Errors when deploying to AWS Sagemaker
I got an error when deploying this model to AWS Sagemaker.
"No safetensors weights found for model bigcode/starcoder at revision None. Converting PyTorch weights to safetensors."
It seems Sagemaker expects one bin file "model.pth" or "pytorch_model.bin"
but this repo has many bin files like "pytorch_model-00003-of-00007.bin" etc..
I don't think I can simply contact those bin files.
Anyone has encountered this issue?
I also faced, don't know how to solve it
I passed this error.
Sagemaker will actually do the conversion for you. But you need to give it more time.

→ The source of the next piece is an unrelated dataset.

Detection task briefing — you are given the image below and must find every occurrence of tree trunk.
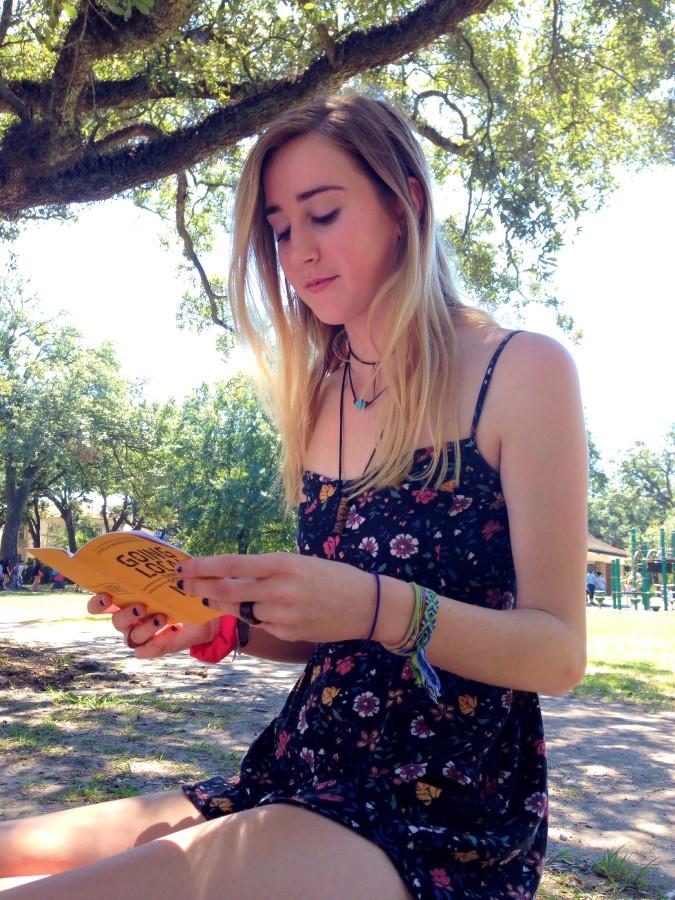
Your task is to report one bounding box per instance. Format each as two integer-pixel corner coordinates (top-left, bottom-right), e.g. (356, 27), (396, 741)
(28, 497), (41, 547)
(237, 528), (251, 553)
(0, 463), (33, 562)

predictor = huggingface_model.deploy(
initial_instance_count=1,
instance_type="ml.g5.8xlarge",
container_startup_health_check_timeout=1200,
)
Set up the container_startup_health_check_timeout to a bigger number and it will pass this error.
But I encountered the next error
torch.cuda.OutOfMemoryError: CUDA out of memory. Tried to allocate 288.00 MiB (GPU 0; 22.20 GiB total capacity; 19.72 GiB already allocated; 143.12 MiB free;
21.11 GiB reserved in total by PyTorch) If reserved memory is >> allocated memory try setting max_split_size_mb to avoid fragmentation.
See documentation for Memory Management and PYTORCH_CUDA_ALLOC_CONF
I upgraded to a bigger instance type, and played with param PYTORCH_CUDA_ALLOC_CONF but the error persisted.
Let me know if you see the same error.
It worked by putting it on the AWS instance type: ml.g4dn.12xlarge and setting SM_NUM_GPUS: "4"
Yes, I got it worked with these configs. Thank you so much~